Fin dal mattino, lunghe file di votanti si sono formate fuori dai seggi elettorali in Turchia, dove si votava per le elezioni amministrative 2014, una massiccia affluenza che conferma come questa tornata elettorale fosse particolarmente sentita e considerata come un test di prova del rapporto di fiducia tra la popolazione e il suo Premier Recep Tayyip Erdoğan.
 
Il partito turco della Giustizia e Sviluppo (AKP) si conferma primo e Erdoğan rimane in sella. Evidentemente, non è bastato che il partito al governo tradisse il suo nome (l’acronimo AK in turco significa “puro”) con una catena di conclamati scandali avvenuti negli ultimi mesi. A dispetto della corruzione conclamata della leadership turca, della svolta autoritaria del premier rivelatasi appieno con i fatti del Parco Gezi e confermata dal suo oscurare i social network proprio in occasione di questa tornata elettorale, i turchi hanno preferito la stabilità e premiato chi, fra l’altro, ha consentito che l’economia del Paese incrementasse del 230% in dieci anni (fra il 2002 e il 2012) e l’inflazione dal 29,8% del 2002 al 7,4% nel 2013.
 
Il secondo partito, Cumhuriyet Halk (CHP) di centro sinistra, si conferma forte nelle municipalità e nelle province che si affacciano sull’Egeo, soprattutto nella sua roccaforte, Izmir, erodendo voti al partito nazionalista, Milliyetçi Hareket (MHP) e dimostrando così come i turchi siano sempre più orientati verso il centro moderato.
 
L’AKP è riuscito a conquistare Istanbul, piazza importantissima, anche dopo la repressione dei manifestanti a parco Gezi. Probabilmente ha perso voti da parte dei giovani “laici”, ma la sua recente diatriba con il movimento islamista Güllen (un tempo alleato dell’AKP) che Erdoğan ha accusato di fomentare e manovrare gli scandali contro di lui, ha probabilmente fruttato qualche voto al partito di governo da parte di chi vede con sospetto l’azione di Fetullah Güllen, apparentemente solo filantropica, ma in realtà volta a creare un potere forte e più radicalmente islamista nel cuore della Turchia.
 
Ora Erdoğan pensa di concretizzare il suo progetto di costituire un sistema presidenziale attorno alla sua carismatica figura, ma alcune insidie potrebbero frapporsi alla sua smisurata ambizione.
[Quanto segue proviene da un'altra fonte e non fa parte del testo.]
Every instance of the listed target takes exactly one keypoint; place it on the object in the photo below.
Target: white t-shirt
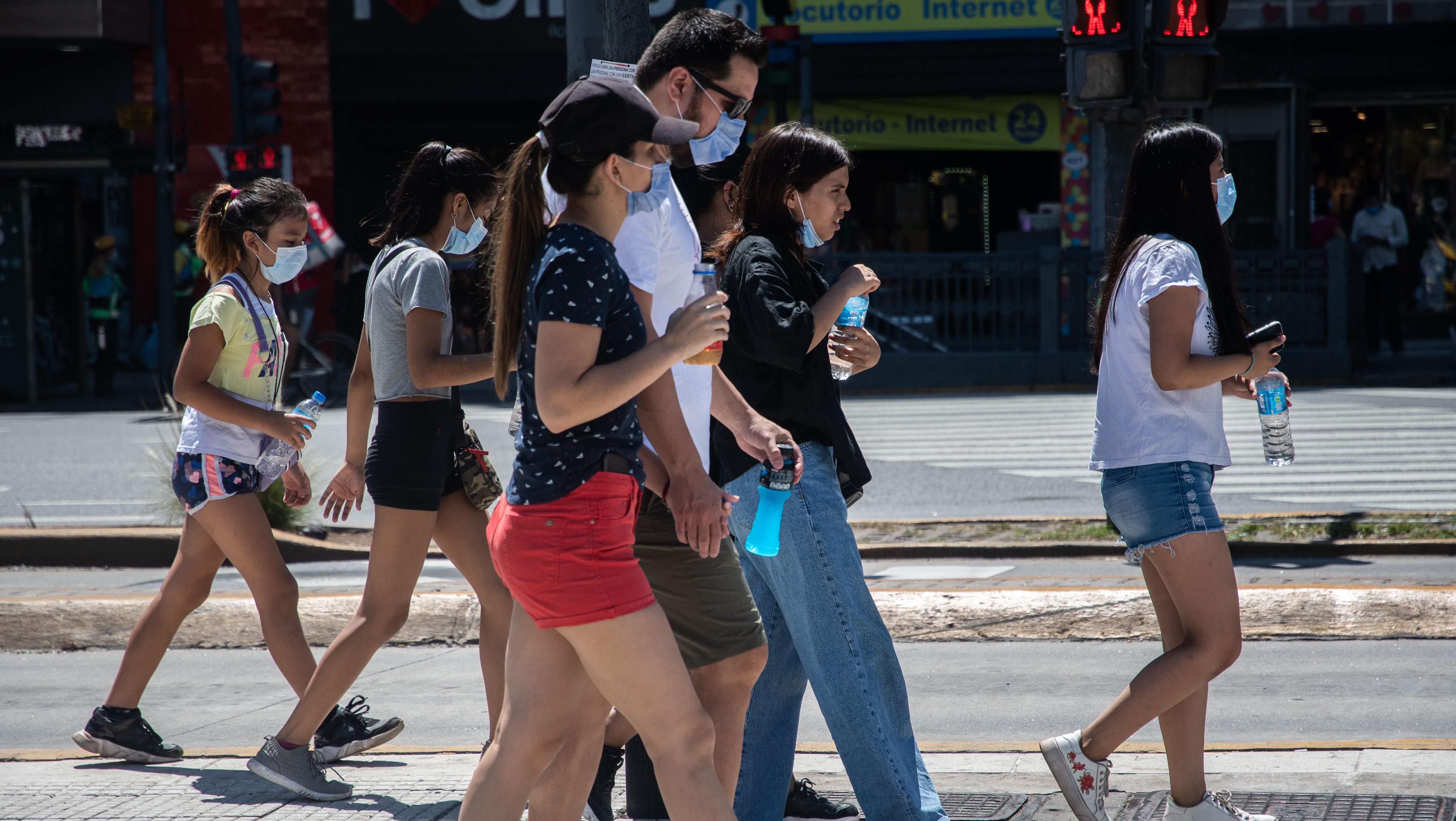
(1139, 423)
(659, 250)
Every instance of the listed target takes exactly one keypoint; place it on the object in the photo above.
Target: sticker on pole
(619, 70)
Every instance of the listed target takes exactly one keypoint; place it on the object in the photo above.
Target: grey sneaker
(1082, 781)
(1215, 807)
(296, 769)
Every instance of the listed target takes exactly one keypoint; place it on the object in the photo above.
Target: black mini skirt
(411, 458)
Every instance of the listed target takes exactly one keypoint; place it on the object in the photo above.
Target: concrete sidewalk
(429, 787)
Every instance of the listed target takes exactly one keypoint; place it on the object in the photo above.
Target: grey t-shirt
(411, 277)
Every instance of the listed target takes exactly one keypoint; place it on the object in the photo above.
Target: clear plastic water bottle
(852, 317)
(774, 491)
(276, 459)
(516, 415)
(1279, 442)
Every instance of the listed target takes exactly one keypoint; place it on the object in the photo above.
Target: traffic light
(247, 164)
(1186, 66)
(260, 103)
(1104, 66)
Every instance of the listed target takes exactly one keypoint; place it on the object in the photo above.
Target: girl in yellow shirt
(229, 379)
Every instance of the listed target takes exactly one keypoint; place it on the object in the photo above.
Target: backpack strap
(276, 352)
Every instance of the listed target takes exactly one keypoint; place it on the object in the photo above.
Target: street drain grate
(964, 806)
(1311, 807)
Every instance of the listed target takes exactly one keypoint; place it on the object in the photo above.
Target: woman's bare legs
(563, 790)
(1197, 602)
(635, 664)
(238, 530)
(461, 533)
(545, 688)
(724, 691)
(397, 557)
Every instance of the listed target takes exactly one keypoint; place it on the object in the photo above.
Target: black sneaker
(129, 739)
(807, 804)
(599, 801)
(347, 733)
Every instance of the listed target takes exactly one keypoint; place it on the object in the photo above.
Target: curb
(1277, 612)
(828, 749)
(156, 546)
(1077, 549)
(136, 546)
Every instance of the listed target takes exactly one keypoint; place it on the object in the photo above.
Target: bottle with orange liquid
(705, 282)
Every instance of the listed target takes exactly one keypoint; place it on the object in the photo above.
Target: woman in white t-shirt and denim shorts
(1170, 344)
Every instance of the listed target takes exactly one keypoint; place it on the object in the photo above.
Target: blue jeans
(825, 628)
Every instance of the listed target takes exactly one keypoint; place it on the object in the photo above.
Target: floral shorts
(199, 478)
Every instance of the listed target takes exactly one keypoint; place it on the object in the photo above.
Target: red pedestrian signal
(1104, 69)
(1097, 18)
(1187, 21)
(247, 164)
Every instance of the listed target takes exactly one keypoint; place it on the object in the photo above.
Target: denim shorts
(1154, 504)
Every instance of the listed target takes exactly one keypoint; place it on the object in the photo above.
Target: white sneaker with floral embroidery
(1082, 781)
(1215, 807)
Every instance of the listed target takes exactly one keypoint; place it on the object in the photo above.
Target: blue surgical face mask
(650, 200)
(807, 235)
(721, 142)
(465, 242)
(1227, 197)
(287, 264)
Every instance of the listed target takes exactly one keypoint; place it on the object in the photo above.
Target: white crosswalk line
(1349, 453)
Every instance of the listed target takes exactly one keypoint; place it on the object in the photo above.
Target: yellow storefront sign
(1029, 123)
(849, 21)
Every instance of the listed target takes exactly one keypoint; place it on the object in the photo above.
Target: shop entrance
(1406, 156)
(951, 202)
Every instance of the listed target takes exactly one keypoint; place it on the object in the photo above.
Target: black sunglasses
(737, 107)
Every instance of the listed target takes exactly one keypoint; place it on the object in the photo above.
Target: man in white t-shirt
(1381, 229)
(702, 66)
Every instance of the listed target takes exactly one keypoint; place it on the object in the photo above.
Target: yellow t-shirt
(242, 368)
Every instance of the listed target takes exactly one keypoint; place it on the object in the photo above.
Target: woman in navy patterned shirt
(587, 632)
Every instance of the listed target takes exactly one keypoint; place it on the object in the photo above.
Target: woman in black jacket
(822, 622)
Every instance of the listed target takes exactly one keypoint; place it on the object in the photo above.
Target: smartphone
(1272, 331)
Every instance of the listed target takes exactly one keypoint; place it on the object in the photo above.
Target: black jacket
(772, 296)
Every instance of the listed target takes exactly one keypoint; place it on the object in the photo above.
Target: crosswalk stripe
(1347, 453)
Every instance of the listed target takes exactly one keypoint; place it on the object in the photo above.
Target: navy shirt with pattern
(574, 279)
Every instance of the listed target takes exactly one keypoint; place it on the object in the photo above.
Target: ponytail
(520, 228)
(520, 225)
(433, 174)
(229, 213)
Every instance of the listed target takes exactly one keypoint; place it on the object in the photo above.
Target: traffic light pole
(164, 168)
(235, 69)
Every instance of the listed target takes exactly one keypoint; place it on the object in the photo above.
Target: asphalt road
(932, 456)
(440, 575)
(959, 692)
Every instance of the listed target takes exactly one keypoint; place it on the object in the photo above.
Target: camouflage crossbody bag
(483, 485)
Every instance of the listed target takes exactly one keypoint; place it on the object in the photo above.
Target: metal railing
(953, 302)
(995, 302)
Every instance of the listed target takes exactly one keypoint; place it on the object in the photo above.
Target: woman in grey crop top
(405, 366)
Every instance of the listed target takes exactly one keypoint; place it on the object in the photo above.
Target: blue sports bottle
(774, 491)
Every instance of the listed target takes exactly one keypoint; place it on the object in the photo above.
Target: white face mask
(807, 235)
(465, 242)
(723, 140)
(287, 266)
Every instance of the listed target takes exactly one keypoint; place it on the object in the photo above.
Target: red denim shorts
(570, 561)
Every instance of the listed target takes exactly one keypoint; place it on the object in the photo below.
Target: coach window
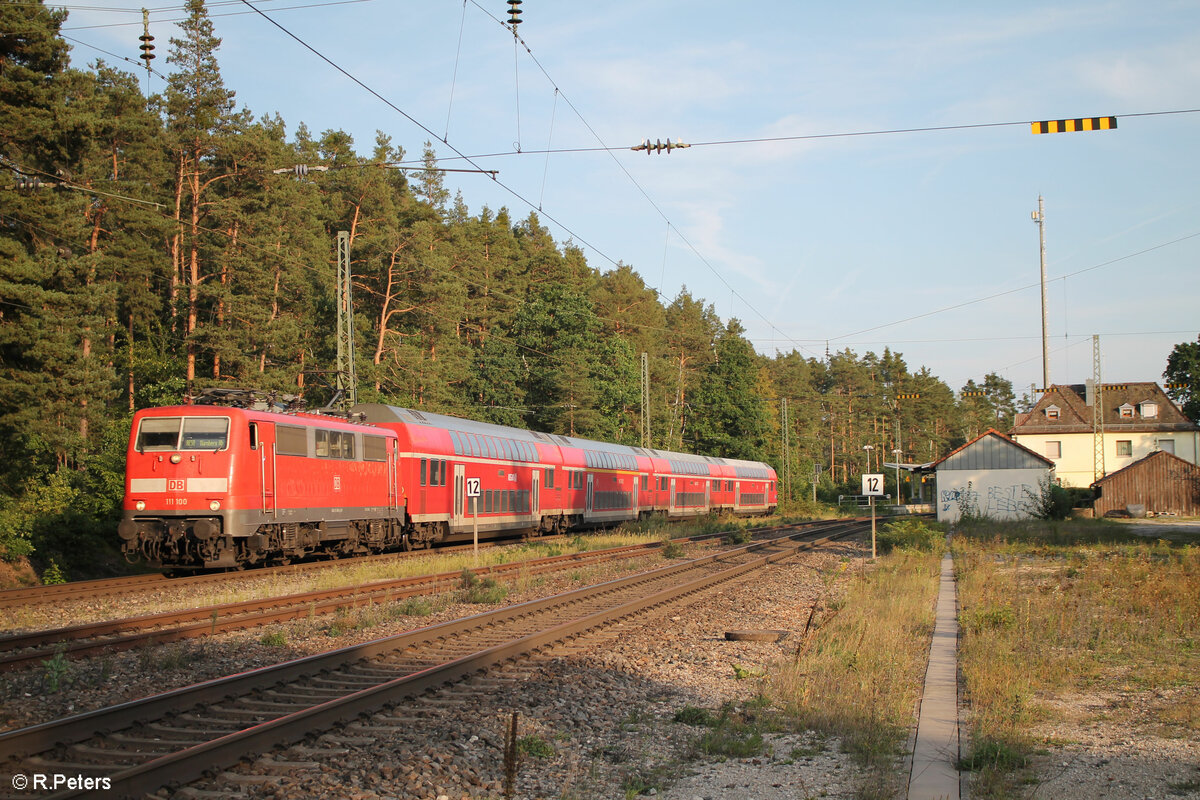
(205, 433)
(291, 440)
(375, 449)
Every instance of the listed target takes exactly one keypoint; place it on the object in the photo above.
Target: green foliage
(275, 639)
(694, 715)
(1051, 501)
(53, 575)
(742, 673)
(534, 746)
(55, 671)
(112, 306)
(911, 534)
(1183, 371)
(414, 607)
(474, 589)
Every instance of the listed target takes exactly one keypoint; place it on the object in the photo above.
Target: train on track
(211, 486)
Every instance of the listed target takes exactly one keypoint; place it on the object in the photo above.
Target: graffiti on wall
(1002, 501)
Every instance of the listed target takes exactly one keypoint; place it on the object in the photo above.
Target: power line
(1008, 292)
(178, 19)
(838, 134)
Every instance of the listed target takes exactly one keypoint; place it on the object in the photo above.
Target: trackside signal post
(473, 493)
(873, 487)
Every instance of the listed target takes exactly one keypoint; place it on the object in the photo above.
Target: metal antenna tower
(347, 378)
(1039, 217)
(646, 400)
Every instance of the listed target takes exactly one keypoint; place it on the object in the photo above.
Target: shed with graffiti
(990, 476)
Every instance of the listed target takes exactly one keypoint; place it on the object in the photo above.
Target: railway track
(160, 582)
(179, 735)
(34, 648)
(77, 641)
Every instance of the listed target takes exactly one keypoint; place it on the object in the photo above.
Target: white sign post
(473, 493)
(873, 487)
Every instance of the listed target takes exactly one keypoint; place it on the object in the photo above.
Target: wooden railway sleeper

Innanzitutto, i problemi economici: anche se l’onda lunga della crisi economica questa volta non è arrivata alle urne, il governo turco deve prendere seri e immediati provvedimenti per evitare che il boom economico dell’ultima decade si trasformi in un baratro che inghiottirebbe non solo l’AKP ma l’intera nazione. Inoltre, l’immagine all’estero di Erdoğan è seriamente compromessa, a causa di scandali e autoritarismo; se in Europa, che non vede più Ankara come possibile serio e stabile mediatore per i problemi del Medio Oriente, il fronte contrario all’entrata della Turchia nell’Unione Europea sta aumentato, negli Stati Uniti, dove risiede Fetullah Güllen e la sua potente macchina di propaganda, Erdoğan è sempre più guardato con sospetto.
 
Il premier turco non ha molto tempo quindi per godersi la vittoria; gli servono presto altri risultati tangibili, anche perché le elezioni presidenziali sono alle porte.